Abstractly, the Penrose transform operates on a double fibration of a space Y, over two spaces X and Z

$Z\xleftarrow{\eta} Y \xrightarrow{\tau} X.$

In the classical Penrose transform, Y is the spin bundle, X is a compactified and complexified form of Minkowski space (which as a complex manifold is $\mathbf{Gr}(2,4)$) and Z is the twistor space (which is $\mathbb{P}^3$). More general examples come from double fibrations of the form

$G/H_1\xleftarrow{\eta} G/(H_1\cap H_2) \xrightarrow{\tau} G/H_2$
where G is a complex semisimple Lie group and H_{1} and H_{2} are parabolic subgroups.

The Penrose transform operates in two stages. First, one pulls back the sheaf cohomology groups H^{r}(Z,F) to the sheaf cohomology H^{r}(Y,η^{−1}F) on Y; in many cases where the Penrose transform is of interest, this pullback turns out to be an isomorphism. One then pushes the resulting cohomology classes down to X; that is, one investigates the direct image of a cohomology class by means of the Leray spectral sequence. The resulting direct image is then interpreted in terms of differential equations. In the case of the classical
Penrose transform, the resulting differential equations are precisely the massless field equations for a given spin.

==Example==

The classical example is given as follows
- The "twistor space" Z is complex projective 3-space CP^{3}, which is also the Grassmannian Gr_{1}(C^{4}) of lines in 4-dimensional complex space.
- X = Gr_{2}(C^{4}), the Grassmannian of 2-planes in 4-dimensional complex space. This is a compactification of complex Minkowski space.
- Y is the flag manifold whose elements correspond to a line in a plane of C^{4}.
- G is the group SL_{4}(C) and H_{1} and H_{2} are the parabolic subgroups fixing a line or a plane containing this line.
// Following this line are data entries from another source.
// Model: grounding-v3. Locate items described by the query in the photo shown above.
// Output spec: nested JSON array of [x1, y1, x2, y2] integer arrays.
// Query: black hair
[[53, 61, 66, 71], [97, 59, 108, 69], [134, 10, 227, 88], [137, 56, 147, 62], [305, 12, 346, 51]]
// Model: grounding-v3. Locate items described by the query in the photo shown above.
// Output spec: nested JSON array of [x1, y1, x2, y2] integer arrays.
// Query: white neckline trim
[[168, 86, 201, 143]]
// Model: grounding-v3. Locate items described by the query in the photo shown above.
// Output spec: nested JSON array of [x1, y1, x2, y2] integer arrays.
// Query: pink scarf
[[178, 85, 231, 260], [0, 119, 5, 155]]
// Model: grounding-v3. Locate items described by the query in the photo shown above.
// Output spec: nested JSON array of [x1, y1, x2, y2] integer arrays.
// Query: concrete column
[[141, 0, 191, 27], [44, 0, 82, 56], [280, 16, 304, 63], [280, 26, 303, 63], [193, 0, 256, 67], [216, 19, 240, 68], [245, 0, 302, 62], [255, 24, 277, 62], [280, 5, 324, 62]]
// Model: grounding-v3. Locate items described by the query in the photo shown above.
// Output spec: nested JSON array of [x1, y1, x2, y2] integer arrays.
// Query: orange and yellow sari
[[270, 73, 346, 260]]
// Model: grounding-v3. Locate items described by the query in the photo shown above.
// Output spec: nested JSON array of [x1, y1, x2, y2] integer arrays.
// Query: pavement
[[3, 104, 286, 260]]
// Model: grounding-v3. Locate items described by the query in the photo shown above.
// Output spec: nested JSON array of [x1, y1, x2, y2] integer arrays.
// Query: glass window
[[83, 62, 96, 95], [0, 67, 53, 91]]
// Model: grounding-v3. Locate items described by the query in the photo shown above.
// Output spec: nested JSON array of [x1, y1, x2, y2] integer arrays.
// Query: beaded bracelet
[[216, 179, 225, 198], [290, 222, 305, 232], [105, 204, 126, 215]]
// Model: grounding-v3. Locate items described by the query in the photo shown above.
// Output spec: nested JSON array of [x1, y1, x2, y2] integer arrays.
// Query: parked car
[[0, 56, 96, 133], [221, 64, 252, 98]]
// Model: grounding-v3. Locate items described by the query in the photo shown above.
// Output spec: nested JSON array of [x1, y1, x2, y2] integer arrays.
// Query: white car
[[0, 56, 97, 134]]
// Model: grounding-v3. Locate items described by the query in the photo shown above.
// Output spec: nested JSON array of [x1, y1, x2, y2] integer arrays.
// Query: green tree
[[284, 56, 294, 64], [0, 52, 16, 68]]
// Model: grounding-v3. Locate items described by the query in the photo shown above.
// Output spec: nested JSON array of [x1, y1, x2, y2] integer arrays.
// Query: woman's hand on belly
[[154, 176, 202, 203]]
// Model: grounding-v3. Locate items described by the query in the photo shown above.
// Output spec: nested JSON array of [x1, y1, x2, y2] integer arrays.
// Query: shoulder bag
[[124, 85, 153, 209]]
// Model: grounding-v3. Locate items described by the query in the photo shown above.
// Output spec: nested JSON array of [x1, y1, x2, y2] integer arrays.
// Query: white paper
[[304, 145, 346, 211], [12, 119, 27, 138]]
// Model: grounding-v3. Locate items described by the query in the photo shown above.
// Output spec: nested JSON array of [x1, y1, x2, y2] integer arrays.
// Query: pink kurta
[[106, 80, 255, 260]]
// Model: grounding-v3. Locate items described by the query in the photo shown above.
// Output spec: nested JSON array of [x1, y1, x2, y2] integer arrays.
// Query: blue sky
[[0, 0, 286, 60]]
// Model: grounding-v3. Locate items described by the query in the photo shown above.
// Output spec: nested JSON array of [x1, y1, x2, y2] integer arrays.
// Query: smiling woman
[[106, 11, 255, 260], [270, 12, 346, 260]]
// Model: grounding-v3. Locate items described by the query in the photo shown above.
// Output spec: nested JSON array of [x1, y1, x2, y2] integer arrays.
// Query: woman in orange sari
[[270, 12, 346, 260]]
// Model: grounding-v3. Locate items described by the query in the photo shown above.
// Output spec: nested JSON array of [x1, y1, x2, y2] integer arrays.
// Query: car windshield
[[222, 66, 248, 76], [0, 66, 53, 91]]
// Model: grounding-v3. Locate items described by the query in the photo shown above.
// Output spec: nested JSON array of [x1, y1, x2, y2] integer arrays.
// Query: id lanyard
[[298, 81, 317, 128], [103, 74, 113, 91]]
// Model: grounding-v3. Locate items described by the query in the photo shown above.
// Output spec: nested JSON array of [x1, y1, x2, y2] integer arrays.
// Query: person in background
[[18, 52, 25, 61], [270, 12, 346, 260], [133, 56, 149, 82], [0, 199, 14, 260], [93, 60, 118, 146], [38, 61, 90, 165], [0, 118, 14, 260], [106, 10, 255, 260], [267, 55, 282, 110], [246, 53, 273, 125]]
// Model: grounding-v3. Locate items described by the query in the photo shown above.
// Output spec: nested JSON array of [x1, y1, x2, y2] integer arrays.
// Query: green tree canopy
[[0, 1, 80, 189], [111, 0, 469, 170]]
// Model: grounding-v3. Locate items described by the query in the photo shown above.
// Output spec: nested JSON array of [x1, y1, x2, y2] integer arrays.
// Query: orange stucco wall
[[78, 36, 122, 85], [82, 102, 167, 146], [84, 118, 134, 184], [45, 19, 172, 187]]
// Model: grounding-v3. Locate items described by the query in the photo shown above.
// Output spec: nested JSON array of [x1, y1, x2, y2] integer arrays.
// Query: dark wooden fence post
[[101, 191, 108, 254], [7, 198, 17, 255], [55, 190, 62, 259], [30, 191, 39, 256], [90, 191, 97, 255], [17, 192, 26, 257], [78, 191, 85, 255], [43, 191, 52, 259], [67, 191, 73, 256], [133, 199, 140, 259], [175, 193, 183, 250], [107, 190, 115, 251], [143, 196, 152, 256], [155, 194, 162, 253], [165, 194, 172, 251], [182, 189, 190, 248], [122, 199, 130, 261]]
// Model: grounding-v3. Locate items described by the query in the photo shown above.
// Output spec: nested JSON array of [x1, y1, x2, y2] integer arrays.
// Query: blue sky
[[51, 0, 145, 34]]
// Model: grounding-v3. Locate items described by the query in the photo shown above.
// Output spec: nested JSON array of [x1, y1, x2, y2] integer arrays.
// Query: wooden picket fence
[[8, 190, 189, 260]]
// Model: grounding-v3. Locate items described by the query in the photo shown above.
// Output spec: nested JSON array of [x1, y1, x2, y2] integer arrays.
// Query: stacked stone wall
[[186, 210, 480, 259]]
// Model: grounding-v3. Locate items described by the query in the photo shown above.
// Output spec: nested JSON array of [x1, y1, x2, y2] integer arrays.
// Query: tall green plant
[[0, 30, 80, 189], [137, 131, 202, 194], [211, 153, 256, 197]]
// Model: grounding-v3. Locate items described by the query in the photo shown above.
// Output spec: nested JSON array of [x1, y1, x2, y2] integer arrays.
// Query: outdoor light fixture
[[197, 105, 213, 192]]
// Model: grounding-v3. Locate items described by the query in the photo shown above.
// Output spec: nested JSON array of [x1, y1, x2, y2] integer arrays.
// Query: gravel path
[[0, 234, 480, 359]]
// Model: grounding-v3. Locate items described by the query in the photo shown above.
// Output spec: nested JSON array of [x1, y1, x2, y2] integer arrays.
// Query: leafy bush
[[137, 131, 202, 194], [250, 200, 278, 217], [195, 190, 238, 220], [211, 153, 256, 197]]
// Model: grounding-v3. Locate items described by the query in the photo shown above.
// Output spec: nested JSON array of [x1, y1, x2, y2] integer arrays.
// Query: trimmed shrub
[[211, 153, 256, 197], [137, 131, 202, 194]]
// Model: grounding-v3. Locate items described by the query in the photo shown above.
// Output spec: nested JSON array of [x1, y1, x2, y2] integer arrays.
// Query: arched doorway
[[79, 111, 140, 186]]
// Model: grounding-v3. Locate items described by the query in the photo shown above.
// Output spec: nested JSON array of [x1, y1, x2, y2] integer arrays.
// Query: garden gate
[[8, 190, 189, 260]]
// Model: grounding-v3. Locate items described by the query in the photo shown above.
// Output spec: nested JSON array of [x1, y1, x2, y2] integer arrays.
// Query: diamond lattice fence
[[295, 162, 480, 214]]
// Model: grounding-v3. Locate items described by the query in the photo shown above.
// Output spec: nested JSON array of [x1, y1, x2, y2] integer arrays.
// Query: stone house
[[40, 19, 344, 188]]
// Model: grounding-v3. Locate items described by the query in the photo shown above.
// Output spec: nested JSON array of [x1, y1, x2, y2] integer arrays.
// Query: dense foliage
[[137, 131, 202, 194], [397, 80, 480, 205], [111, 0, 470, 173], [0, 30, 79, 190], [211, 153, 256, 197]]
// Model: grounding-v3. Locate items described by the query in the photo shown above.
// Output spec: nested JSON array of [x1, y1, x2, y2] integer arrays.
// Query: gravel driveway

The maps from Y to X and Z are the natural projections.

Using spinor index notation, the Penrose transform gives a bijection between solutions to the spin $\pm n/2$ massless field equation
$$\partial_A\,^{A_1'}\phi_{A_1'A_2'\cdots A_n'} = 0$$
and the first sheaf cohomology group $H^1(\mathbb{P}^1, \mathcal{O}(\pm n-2))$, where $\mathbb{P}^1$ is the Riemann sphere, $\mathcal{O}(k)$ are the usual holomorphic line bundles over projective space, and the sheaves under consideration are the sheaves of sections of $\mathcal{O}(k)$.

==Penrose–Ward transform==

The Penrose–Ward transform is a nonlinear modification of the Penrose transform, introduced by Ward (1977), that (among other things) relates holomorphic vector bundles on 3-dimensional complex projective space CP^{3} to solutions of the self-dual Yang–Mills equations on S^{4}.
Atiyah & Ward (1977) used this to describe instantons in terms of algebraic vector bundles on complex projective 3-space and Atiyah (1979) explained how this could be used to classify instantons on a 4-sphere.